APOSTOLISCHE REISE VON PAPST FRANZISKUS NACH
SRI LANKA UND AUF DIE PHILIPPINEN
(12.-19. JANUAR 2015)
EUCHARISTIEFEIER MIT BISCHÖFEN, PRIESTERN UND ORDENSLEUTEN
HOMILIE DES HEILIGEN VATERS
Mariä-Empfängnis-Kathedrale, Manila
Freitag, 16. Januar 2015
» Liebst du mich? [die Gläubigen: „Ja!“] Vielen Dank! [stürmischer Applaus. Er lacht] Aber ich habe Jesu Wort gelesen. Der Herr sagte: » Liebst du mich? ... Weide meine Schafe! « (Joh 21,15-17). Die Worte Jesu an Petrus im heutigen Evangelium sind die ersten Worte, die ich an euch richte, liebe Mitbrüder im bischöflichen und priesterlichen Dienst, liebe Ordensleute und junge Seminaristen. Diese Worte erinnern uns an etwas Wesentliches. Jeder pastorale Dienst wird aus Liebe geboren. Jeder pastorale Dienst wird aus Liebe geboren! Jedes geweihte Leben ist ein Zeichen der versöhnenden Liebe Christi. Wie die heilige Thérèse ist in der Vielfalt unserer Berufungen jeder von uns berufen, in irgendeiner Weise die Liebe im Herzen der Kirche zu sein.
Ich begrüße euch alle mit großer Liebe. Und ich bitte euch, meine Liebe zu allen euren alten und kranken Brüdern und Schwestern zu bringen und zu all denen, die heute nicht bei uns sein können. Da die Kirche in den Philippinen auf den fünfhundertsten Jahrestag ihrer Evangelisierung schaut, empfinden wir Dankbarkeit für das Erbe, das so viele Bischöfe, Priester und Ordensleute vergangener Generationen uns hinterlassen haben. Ihr Einsatz galt nicht nur der Verkündigung des Evangeliums und dem Aufbau der Kirche in diesem Land, sondern sie bemühten sich auch, eine Gesellschaft zu formen, die von der Evangelienbotschaft der Liebe, der Vergebung und der Solidarität im Dienst des Gemeinwohls geprägt ist. Heute setzt ihr dieses Werk der Liebe fort. Wie sie seid ihr berufen, Brücken zu bauen, Christi Herde zu weiden und in Asien beim Anbruch eines neuen Zeitalters neue Wege für das Evangelium vorzubereiten.
» Die Liebe Christi drängt uns « (2 Kor 5,14).

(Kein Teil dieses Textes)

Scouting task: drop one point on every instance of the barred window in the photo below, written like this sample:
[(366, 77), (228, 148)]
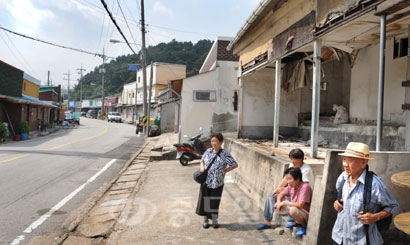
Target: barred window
[(204, 95)]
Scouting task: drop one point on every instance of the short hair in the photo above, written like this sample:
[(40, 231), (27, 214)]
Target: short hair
[(218, 135), (296, 173), (296, 154)]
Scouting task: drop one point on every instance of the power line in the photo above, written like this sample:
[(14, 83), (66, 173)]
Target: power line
[(50, 43), (116, 25), (126, 22)]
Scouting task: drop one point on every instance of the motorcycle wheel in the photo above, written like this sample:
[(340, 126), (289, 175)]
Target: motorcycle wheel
[(183, 161)]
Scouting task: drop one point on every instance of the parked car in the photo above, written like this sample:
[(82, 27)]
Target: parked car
[(68, 116), (76, 117), (91, 114), (114, 116)]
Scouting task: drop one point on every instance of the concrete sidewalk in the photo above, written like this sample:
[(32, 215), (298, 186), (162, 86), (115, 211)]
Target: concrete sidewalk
[(153, 202)]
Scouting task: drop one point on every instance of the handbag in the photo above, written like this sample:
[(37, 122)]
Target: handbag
[(200, 177)]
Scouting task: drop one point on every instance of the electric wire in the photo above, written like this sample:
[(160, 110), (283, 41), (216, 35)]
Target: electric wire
[(21, 56), (116, 25), (126, 22), (50, 43)]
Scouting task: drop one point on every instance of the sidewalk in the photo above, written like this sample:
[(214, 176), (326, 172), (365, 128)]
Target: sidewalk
[(154, 203)]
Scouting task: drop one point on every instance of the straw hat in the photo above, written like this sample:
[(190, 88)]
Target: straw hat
[(358, 150)]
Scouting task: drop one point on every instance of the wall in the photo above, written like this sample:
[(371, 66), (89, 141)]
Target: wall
[(196, 114), (257, 104), (167, 116), (259, 172), (365, 82), (224, 118), (11, 80)]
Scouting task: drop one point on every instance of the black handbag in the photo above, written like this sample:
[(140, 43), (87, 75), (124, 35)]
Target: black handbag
[(200, 177)]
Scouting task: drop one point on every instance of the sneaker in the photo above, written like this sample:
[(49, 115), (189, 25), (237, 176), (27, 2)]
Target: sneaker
[(301, 231), (290, 224), (205, 225), (263, 226), (290, 219), (215, 223)]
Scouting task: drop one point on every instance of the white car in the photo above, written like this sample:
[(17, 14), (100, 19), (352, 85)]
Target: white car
[(114, 116)]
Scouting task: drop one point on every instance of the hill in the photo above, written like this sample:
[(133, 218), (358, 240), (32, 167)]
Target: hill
[(116, 75)]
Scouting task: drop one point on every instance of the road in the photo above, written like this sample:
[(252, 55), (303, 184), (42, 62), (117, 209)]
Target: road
[(44, 179)]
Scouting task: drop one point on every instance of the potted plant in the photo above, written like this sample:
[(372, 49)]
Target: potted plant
[(24, 129)]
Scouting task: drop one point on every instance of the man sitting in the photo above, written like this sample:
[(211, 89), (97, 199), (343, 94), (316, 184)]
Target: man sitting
[(301, 196), (296, 157)]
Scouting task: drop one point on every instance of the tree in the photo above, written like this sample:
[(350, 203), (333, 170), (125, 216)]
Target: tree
[(117, 74)]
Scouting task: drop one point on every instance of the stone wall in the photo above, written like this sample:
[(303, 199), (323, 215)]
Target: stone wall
[(260, 172)]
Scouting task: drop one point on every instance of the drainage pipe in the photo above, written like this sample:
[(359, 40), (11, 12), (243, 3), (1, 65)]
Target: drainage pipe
[(277, 103), (315, 97), (380, 97)]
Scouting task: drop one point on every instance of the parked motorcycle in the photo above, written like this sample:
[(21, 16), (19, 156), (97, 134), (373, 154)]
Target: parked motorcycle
[(187, 152)]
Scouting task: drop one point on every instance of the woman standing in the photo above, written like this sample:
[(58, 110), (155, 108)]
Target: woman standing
[(210, 192)]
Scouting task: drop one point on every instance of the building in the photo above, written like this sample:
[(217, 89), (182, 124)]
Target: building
[(19, 99), (158, 76), (209, 99), (298, 59)]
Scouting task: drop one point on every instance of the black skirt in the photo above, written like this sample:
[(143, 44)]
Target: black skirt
[(208, 201)]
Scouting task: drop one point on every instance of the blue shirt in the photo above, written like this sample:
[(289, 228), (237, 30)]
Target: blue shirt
[(216, 174), (348, 228)]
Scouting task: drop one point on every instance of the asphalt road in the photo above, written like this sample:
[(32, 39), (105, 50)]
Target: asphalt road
[(43, 180)]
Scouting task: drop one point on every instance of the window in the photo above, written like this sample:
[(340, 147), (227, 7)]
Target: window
[(400, 47), (235, 100), (204, 95)]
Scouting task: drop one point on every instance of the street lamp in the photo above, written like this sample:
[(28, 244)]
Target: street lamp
[(144, 78)]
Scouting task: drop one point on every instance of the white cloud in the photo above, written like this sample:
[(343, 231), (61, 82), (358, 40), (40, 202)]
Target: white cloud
[(28, 18), (160, 8)]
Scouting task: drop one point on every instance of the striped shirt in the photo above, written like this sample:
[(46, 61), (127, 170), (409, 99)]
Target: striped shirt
[(348, 228), (216, 174)]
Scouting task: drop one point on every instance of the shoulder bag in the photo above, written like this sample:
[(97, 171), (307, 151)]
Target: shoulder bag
[(200, 177)]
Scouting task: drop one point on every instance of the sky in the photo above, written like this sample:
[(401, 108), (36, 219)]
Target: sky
[(85, 25)]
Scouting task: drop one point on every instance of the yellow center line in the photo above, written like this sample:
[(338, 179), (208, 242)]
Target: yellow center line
[(77, 141), (60, 146), (15, 158)]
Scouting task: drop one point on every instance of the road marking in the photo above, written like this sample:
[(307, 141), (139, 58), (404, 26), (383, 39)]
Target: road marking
[(78, 141), (60, 146), (59, 205), (15, 158)]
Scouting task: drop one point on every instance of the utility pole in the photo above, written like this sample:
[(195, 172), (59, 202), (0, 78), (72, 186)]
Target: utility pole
[(68, 90), (102, 89), (149, 96), (81, 86), (144, 61)]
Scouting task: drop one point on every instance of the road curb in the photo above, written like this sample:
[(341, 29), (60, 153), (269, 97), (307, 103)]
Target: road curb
[(71, 225)]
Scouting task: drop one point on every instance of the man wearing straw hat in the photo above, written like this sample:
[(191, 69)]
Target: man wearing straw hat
[(351, 223)]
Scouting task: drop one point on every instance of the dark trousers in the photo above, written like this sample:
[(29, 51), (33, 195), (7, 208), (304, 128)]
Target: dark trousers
[(208, 201)]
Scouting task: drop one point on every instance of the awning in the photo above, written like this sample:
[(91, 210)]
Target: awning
[(26, 100)]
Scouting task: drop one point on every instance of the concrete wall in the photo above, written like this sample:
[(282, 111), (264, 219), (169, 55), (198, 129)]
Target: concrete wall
[(260, 172), (257, 105), (212, 116), (363, 96), (224, 117), (196, 114), (167, 117), (338, 136)]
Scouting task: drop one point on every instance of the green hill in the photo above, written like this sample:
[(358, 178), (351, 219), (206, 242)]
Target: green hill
[(116, 75)]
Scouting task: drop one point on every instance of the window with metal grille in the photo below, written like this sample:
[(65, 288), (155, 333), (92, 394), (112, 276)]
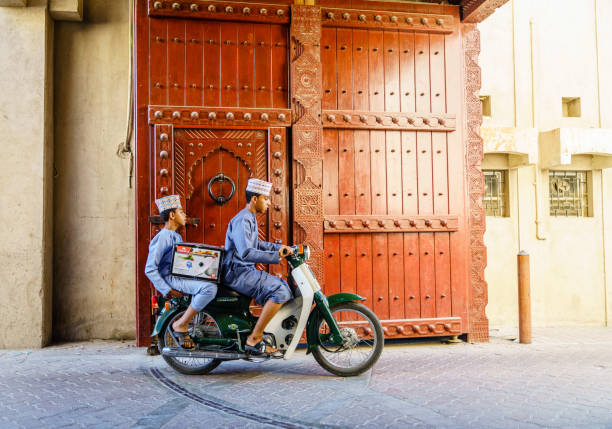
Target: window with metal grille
[(569, 193), (495, 201)]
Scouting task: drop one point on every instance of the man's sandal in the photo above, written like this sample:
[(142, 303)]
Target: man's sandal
[(183, 339), (259, 349)]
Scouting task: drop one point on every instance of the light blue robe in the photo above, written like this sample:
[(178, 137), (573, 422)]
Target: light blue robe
[(242, 251), (158, 267)]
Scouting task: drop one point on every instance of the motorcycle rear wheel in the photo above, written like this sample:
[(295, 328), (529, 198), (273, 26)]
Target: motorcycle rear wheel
[(190, 366), (363, 336)]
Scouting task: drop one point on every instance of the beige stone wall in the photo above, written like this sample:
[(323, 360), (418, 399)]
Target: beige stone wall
[(534, 53), (94, 213), (26, 175)]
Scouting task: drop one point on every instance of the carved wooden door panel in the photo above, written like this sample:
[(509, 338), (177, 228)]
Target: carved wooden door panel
[(391, 165), (212, 98), (382, 179), (222, 161)]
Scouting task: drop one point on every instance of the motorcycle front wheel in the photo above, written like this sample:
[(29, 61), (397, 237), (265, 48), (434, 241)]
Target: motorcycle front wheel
[(203, 325), (362, 345)]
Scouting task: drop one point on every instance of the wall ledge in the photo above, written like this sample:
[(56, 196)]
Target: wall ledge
[(66, 10), (13, 3), (521, 143), (559, 145)]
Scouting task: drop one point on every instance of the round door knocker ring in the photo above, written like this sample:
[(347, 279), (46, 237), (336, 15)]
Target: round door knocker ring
[(221, 199)]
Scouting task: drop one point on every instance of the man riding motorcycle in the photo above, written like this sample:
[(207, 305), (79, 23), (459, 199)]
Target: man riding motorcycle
[(243, 251)]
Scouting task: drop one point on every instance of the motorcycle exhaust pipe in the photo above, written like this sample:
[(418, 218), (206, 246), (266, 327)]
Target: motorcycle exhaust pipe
[(178, 352)]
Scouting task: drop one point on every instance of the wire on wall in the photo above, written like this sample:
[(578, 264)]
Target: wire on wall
[(124, 150)]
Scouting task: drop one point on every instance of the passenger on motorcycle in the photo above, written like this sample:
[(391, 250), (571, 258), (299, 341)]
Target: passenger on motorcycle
[(159, 263), (242, 251)]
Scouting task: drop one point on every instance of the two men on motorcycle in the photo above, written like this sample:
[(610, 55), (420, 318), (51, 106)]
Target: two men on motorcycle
[(243, 251)]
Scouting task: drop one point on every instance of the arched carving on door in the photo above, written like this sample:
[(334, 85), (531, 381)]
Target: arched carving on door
[(195, 164)]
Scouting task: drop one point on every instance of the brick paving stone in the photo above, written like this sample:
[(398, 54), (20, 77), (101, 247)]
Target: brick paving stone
[(563, 379)]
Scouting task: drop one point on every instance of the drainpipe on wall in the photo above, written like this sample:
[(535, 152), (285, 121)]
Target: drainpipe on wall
[(536, 171), (603, 245)]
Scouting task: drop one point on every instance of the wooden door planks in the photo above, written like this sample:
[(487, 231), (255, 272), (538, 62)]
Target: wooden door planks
[(387, 71), (365, 68)]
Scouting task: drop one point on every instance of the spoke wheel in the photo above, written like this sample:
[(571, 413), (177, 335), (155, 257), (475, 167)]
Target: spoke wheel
[(203, 325), (363, 341)]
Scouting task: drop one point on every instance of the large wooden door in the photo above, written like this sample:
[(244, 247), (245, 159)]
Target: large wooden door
[(392, 179), (379, 172)]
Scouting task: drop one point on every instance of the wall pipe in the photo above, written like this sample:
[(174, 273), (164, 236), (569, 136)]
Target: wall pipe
[(124, 150), (536, 182)]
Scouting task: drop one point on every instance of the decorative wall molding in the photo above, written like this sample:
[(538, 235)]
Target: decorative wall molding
[(385, 223), (219, 117), (225, 11), (478, 329), (307, 131), (388, 120), (351, 18)]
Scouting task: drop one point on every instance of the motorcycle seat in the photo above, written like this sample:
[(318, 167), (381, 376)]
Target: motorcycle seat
[(225, 291)]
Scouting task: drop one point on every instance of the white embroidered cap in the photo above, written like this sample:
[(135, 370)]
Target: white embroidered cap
[(169, 202), (260, 187)]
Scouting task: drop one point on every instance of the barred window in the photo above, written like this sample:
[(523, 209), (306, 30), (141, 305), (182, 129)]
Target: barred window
[(569, 193), (495, 201)]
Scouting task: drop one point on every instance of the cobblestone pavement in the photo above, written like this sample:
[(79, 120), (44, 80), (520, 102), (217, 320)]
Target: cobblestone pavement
[(563, 379)]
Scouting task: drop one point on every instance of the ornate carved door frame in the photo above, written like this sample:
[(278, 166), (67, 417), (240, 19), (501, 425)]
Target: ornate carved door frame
[(305, 118)]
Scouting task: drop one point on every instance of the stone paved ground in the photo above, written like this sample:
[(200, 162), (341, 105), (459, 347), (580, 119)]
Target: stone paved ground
[(563, 379)]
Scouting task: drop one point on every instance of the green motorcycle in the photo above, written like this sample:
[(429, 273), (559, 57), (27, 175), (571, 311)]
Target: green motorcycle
[(344, 336)]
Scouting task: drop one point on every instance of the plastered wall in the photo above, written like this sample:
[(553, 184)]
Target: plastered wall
[(554, 54), (94, 214), (25, 175)]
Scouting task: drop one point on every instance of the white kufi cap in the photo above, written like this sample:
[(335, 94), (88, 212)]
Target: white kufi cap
[(260, 187)]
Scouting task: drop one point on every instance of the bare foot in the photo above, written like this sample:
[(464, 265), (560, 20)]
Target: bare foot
[(251, 341), (180, 328)]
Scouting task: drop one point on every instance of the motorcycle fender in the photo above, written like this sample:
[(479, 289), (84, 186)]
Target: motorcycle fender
[(163, 317), (315, 316)]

In der heutigen ersten Lesung sagt uns der heilige Paulus, dass die Liebe, die zu verkünden wir berufen sind, eine versöhnende Liebe ist, die aus dem Herzen des gekreuzigten Erlösers strömt. Wir sind berufen, » Gesandte an Christi statt « (2 Kor 5,20) zu sein. Uns obliegt der Dienst der Versöhnung. Wir verkünden die Frohe Botschaft von Gottes grenzenloser Liebe und Barmherzigkeit und seinem unendlichen Mitgefühl. Wir verkünden die Freude des Evangeliums. Denn das Evangelium ist die Verheißung von Gottes Gnade, die allein unserer zerrissenen Welt Ganzheit und Heilung bringen kann. Sie kann den Aufbau einer wirklich gerechten und ausgeglichenen Gesellschaftsordnung anregen.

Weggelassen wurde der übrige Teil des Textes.